Most of the things I worry about are outside my control.

The outcomes of conversations I have already had. What someone thought of something I said. Whether a situation resolves the way I think it should. The state of things I cannot move from where I am standing.

Epictetus was a slave. He had less control over his external circumstances than almost anyone writing philosophy in the ancient world. That context matters for reading him. When he says focus on what is within your power — he is not speaking from comfort. He is speaking from a position where the gap between what he could control and what he could not was about as wide as it gets.

His answer was not resignation. It was precision. Stop spending energy on the wrong things. The wrong things are everything outside the will — outcomes, others, circumstances. The right things are inside — attention, character, response, action.

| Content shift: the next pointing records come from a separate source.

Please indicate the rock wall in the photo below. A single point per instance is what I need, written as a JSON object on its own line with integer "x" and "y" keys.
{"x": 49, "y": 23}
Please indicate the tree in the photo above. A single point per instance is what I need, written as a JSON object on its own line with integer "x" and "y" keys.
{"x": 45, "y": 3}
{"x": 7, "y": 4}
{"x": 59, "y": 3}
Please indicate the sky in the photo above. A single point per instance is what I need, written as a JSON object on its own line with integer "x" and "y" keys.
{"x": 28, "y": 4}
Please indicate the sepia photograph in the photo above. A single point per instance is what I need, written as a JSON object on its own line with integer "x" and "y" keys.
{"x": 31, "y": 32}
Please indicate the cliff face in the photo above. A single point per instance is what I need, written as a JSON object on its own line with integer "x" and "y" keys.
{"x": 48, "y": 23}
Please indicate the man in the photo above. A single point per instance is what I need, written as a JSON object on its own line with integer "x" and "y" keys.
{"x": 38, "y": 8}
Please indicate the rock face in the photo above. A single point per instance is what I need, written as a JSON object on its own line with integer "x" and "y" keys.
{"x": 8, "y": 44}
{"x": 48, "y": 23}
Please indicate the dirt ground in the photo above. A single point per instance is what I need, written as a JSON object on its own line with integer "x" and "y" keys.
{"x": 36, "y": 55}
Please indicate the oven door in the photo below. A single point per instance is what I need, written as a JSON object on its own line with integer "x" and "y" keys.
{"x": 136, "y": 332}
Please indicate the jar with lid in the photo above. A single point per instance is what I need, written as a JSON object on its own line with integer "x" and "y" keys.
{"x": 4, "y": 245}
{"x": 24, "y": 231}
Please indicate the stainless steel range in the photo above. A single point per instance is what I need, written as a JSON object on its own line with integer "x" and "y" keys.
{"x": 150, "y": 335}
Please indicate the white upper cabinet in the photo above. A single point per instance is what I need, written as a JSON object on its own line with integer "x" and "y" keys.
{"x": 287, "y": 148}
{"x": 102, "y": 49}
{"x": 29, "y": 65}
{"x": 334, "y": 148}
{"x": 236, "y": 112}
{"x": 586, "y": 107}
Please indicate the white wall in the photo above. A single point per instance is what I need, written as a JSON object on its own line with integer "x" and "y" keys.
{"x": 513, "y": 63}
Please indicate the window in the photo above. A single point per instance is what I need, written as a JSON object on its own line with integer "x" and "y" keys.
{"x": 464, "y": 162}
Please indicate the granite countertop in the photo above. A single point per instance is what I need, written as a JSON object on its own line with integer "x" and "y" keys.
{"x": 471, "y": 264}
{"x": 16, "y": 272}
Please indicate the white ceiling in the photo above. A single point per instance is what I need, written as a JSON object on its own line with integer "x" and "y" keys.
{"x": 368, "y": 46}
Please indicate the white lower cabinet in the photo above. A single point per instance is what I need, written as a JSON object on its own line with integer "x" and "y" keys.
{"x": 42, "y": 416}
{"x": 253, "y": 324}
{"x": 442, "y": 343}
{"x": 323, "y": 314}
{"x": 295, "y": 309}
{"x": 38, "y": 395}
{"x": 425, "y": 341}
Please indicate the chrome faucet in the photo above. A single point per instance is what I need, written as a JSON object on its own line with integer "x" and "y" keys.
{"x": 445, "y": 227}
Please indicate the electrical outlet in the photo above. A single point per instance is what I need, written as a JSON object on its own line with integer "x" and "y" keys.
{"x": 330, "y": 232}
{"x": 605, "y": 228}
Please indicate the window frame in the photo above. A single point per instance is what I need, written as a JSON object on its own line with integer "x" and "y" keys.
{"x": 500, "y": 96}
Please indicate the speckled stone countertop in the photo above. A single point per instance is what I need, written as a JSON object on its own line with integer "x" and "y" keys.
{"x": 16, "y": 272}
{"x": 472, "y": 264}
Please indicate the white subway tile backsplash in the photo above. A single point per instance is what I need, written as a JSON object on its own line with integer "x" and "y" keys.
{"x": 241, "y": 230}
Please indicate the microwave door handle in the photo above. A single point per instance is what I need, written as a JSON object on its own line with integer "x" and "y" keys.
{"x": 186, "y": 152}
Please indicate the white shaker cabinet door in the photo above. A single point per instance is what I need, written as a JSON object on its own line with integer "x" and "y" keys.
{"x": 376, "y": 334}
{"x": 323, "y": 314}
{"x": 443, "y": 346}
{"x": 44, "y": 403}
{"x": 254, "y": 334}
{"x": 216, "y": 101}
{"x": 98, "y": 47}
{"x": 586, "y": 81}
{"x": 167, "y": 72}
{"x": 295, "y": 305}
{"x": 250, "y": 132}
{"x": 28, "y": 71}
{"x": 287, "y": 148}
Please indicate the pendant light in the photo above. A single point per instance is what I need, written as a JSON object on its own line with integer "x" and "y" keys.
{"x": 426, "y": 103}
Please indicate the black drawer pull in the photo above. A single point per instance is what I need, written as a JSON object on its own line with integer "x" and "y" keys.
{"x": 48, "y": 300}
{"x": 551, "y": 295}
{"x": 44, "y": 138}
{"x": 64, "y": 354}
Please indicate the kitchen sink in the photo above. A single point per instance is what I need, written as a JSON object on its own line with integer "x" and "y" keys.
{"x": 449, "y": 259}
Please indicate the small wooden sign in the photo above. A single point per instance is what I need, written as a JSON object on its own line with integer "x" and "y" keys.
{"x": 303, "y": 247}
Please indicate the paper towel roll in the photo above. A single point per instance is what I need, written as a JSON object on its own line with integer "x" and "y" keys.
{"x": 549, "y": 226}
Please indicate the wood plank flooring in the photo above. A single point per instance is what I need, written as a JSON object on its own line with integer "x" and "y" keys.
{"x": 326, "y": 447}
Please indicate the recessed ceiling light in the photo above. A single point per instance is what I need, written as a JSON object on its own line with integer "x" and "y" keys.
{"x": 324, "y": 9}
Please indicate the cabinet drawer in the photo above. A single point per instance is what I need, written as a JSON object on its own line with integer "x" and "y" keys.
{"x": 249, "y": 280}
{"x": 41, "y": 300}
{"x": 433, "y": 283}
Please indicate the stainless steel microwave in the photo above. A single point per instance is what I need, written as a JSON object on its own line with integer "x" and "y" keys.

Christianity adds something here that Stoicism cannot quite reach on its own.

The Stoic project involved alignment with Logos — the rational order underlying reality. It was never merely self-help. But at the practical level of daily formation, you are both craftsman and material. That is real and worth taking seriously. It also carries the full weight of the effort. Which holds in calm weather and gets brutal in the storm.

Paul says something different. “Work out your own salvation with fear and trembling, for it is God who works in you, both to will and to work for his good pleasure.” The effort is real. The agency is real. But the source is outside yourself.

You are the project. But you are not the only one working on it.